New South Asia research program promotes regional cooperation to fight undernutrition

Open Access | CC-BY-4.0

New South Asia research program promotes regional cooperation to fight undernutrition

Despite rapid economic growth in South Asia, its rates of child undernutrition remain the highest in the world, with nearly half of children stunted or underweight. Progress to reduce these rates is extremely slow. Ironically, most people in the region make their living from farming, which researchers say, offers great potential for improving nutrition.

An ambitious new research program of the Leveraging Agriculture for Nutrition in South Asia (LANSA), consortium, which includes IFPRI, aims to tap this potential. The six-year program, funded by the UK government, will examine and make recommendations for agriculture- and food-related interventions to improve agriculture for nutrition.

“The aim of LANSA is to tackle undernutrition in South Asia through an innovative evidence-based and gender-sensitive marriage of nutrition and agriculture,” explained Professor M.S.Swaminathan, chair of LANSA’s Consortium Advisory Group, and renowned for his leading role in India’s Green Revolution.
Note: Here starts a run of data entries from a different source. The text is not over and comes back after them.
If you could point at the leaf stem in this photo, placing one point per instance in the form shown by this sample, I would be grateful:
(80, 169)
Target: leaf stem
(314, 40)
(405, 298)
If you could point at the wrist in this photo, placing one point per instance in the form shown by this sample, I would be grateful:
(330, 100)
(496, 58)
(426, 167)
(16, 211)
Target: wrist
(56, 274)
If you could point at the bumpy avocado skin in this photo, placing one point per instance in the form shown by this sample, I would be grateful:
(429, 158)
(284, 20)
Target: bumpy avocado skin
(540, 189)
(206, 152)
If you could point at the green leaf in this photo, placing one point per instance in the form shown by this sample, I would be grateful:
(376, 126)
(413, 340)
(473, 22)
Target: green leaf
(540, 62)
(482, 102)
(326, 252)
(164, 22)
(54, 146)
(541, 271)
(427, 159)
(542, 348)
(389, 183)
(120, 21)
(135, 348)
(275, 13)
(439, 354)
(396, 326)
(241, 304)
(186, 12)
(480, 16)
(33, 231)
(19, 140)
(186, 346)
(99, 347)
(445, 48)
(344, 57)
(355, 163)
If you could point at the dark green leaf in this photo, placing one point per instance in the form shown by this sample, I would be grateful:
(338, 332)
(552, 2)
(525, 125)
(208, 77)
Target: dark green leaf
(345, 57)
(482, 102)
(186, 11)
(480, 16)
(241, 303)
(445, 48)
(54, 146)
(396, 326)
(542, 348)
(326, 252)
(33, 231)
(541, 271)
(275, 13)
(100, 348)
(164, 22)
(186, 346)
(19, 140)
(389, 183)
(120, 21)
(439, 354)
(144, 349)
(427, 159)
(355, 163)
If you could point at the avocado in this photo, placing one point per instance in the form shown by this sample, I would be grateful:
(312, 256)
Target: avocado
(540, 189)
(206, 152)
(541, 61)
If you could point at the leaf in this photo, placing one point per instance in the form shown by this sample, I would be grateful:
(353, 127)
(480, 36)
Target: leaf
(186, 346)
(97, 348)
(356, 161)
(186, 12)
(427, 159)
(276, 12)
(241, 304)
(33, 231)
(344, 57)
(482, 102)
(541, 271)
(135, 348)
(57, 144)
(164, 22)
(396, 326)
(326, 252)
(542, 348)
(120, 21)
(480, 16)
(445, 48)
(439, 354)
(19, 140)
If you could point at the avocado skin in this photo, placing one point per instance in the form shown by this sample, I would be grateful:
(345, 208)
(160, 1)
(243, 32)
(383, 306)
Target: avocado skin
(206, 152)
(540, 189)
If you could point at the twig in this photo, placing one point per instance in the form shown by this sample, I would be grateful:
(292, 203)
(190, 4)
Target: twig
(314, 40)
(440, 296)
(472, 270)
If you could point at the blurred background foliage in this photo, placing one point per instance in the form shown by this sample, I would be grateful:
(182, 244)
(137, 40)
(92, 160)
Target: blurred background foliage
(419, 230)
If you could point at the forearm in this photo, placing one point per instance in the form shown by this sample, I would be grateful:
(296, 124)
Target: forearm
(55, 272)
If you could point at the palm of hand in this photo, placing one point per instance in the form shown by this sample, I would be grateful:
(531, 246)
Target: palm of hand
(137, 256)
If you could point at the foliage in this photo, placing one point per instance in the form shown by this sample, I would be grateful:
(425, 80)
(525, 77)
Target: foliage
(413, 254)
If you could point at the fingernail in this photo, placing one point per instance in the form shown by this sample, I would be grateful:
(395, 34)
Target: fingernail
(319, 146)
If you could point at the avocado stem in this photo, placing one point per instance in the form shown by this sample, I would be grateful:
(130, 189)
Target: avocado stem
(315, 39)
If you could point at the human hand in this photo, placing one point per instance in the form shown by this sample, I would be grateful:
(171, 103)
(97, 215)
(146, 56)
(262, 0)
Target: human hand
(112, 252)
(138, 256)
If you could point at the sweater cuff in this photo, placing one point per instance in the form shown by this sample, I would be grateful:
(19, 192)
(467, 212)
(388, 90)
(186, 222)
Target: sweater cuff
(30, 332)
The program will first examine existing agriculture policies and activities, looking at India, Pakistan, Bangladesh, and Afghanistan. It will then propose new initiatives to link agriculture and nutrition in the region, working closely with key decisionmakers to ensure the research meets their needs. The goal is to promote cooperation throughout the region, given the trans-border nature of many of the region’s food- and nutrition-related issues. According to LANSA CEO Prakash Shetty, the program plans to build on existing regional partnerships and networks, to “emerge as a powerful regional hub.”

The LANSA consortium is led by the M S Swaminathan Research Foundation in India. Partners include BRAC (Bangladesh), the Collective for Social Science Research (Pakistan), the Institute of Development Studies (UK), the International Food Policy Research Institute (USA), and the Leverhulme Centre for Integrative Research on Agriculture and Health (UK).